Natto's polarizing reputation is well-earned. The same Bacillus subtilis fermentation that produces MK-7 and nattokinase also generates ammonia, isovaleric acid, and tetramethylpyrazine — volatiles that the human nose evolved to recognize as warning signs of rotten protein. On top of the aroma, the bacterium secretes poly-gamma-glutamic acid (PGA), a stringy polysaccharide that produces the famous "spider web" texture when natto is stirred. Westerners encountering natto for the first time typically have a strongly negative reaction; many never come back. This page is a practical bridge for the curious reader who wants the documented MK-7 and nattokinase benefits without surrendering to a food they truly cannot stomach. We cover the chemistry of the polarizing compounds, the classic Japanese karashi + soy sauce + scallion preparation that suppresses both aroma and texture, fridge-cold versus room-temperature presentation, freezer storage to mute volatiles, the rice + raw egg yolk dilution method, a graded one-week exposure protocol modeled on flavor-learning research, and the MK-7 supplement alternative for those who genuinely cannot adapt. Acquired taste is not a moral imperative — the supplement route delivers the K2 benefit without the food itself.


Table of Contents

  1. Why Natto Is Difficult — The Three Off-Putting Compounds
  2. The Standard Japanese Preparation
  3. Temperature — Fridge-Cold vs Room-Temperature
  4. Freezer Storage to Mute Aroma
  5. Dilution Strategies — Rice, Egg, Avocado
  6. Brand Selection in US Asian Markets
  7. A One-Week Graded Exposure Protocol
  8. The MK-7 Supplement Alternative
  9. Recipes — Natto Toast, Natto Pasta, Hidden Natto
  10. References — Flavor Learning & Bacterial Volatiles
  11. Connections

Why Natto Is Difficult — The Three Off-Putting Compounds

Three independent biochemical features of natto produce the strong sensory response that Westerners typically experience as disgust:

  1. Ammonia (NH₃) — produced by bacterial deamination of soybean amino acids during fermentation. Human olfactory neurons are exquisitely sensitive to ammonia (detection threshold ~5 ppm) because it is a key biomarker of decomposing protein. The hardwired association of ammonia with rotten meat is evolutionarily ancient. Natto's ammonia content rises with fermentation time and storage; older natto smells more strongly of ammonia than fresh natto.
  2. Isovaleric acid and short-chain fatty acids — the same compounds responsible for the sharp aroma of aged cheese (Roquefort, Limburger, Stilton). Westerners who enjoy strong cheese typically find natto's isovaleric component less objectionable than they expected; westerners who avoid strong cheese will find natto challenging on this dimension. The compounds bind to olfactory receptors OR5K1 and OR2W3.
  3. Poly-gamma-glutamic acid (PGA) "slime" — a polysaccharide-protein gel secreted by Bacillus subtilis during fermentation. PGA produces the characteristic stringy, mucilaginous texture that natto develops when stirred. The texture is the single most challenging sensory feature for Westerners — the visual and tactile experience of a food that produces long, sticky threads as you lift it from the dish triggers strong aversion in cultures without textural counterparts. Even Japanese children typically need 20-30 exposures to develop tolerance.

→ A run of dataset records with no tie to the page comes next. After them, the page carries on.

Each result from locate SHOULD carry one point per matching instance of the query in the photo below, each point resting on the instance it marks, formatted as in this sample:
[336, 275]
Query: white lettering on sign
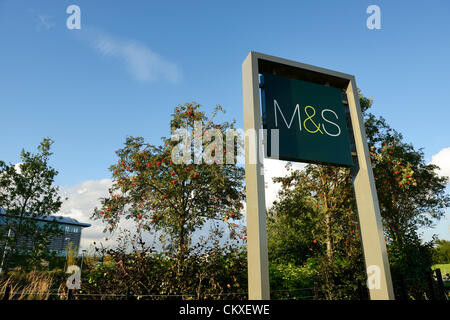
[297, 109]
[310, 111]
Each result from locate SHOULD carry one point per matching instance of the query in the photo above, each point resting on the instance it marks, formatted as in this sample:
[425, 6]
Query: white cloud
[442, 160]
[273, 169]
[140, 61]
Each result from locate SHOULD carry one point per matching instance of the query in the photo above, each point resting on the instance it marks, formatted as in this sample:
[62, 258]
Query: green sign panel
[310, 119]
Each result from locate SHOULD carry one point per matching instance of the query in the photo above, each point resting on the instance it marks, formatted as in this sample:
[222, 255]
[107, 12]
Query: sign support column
[372, 235]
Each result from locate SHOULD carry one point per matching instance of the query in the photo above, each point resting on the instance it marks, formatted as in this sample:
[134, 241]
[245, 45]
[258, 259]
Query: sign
[310, 118]
[312, 126]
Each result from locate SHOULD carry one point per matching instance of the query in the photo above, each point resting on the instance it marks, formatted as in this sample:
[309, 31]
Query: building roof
[58, 219]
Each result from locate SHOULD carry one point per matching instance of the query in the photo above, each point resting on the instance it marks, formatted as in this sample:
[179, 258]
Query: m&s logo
[311, 123]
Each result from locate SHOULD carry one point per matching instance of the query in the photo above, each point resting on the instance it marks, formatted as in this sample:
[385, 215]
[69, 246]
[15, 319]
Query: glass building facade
[71, 232]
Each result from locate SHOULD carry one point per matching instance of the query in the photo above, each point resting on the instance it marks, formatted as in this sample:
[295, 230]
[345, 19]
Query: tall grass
[34, 285]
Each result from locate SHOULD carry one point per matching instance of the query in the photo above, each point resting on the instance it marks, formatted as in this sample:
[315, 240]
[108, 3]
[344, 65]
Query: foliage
[27, 194]
[441, 253]
[160, 194]
[209, 271]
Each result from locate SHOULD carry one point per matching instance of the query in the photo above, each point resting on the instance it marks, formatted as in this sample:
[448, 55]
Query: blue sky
[132, 62]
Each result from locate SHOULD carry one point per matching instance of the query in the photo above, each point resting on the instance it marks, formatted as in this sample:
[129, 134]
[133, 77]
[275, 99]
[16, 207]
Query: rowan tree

Understanding which dimension is most off-putting helps target the remediation. If ammonia is the issue, freshness and mustard suppression are the levers. If the slime is the issue, dilution into rice / egg / other matrices is the lever. If the cheese-like notes are the issue, the food may simply not be for you and the supplement alternative is the rational choice.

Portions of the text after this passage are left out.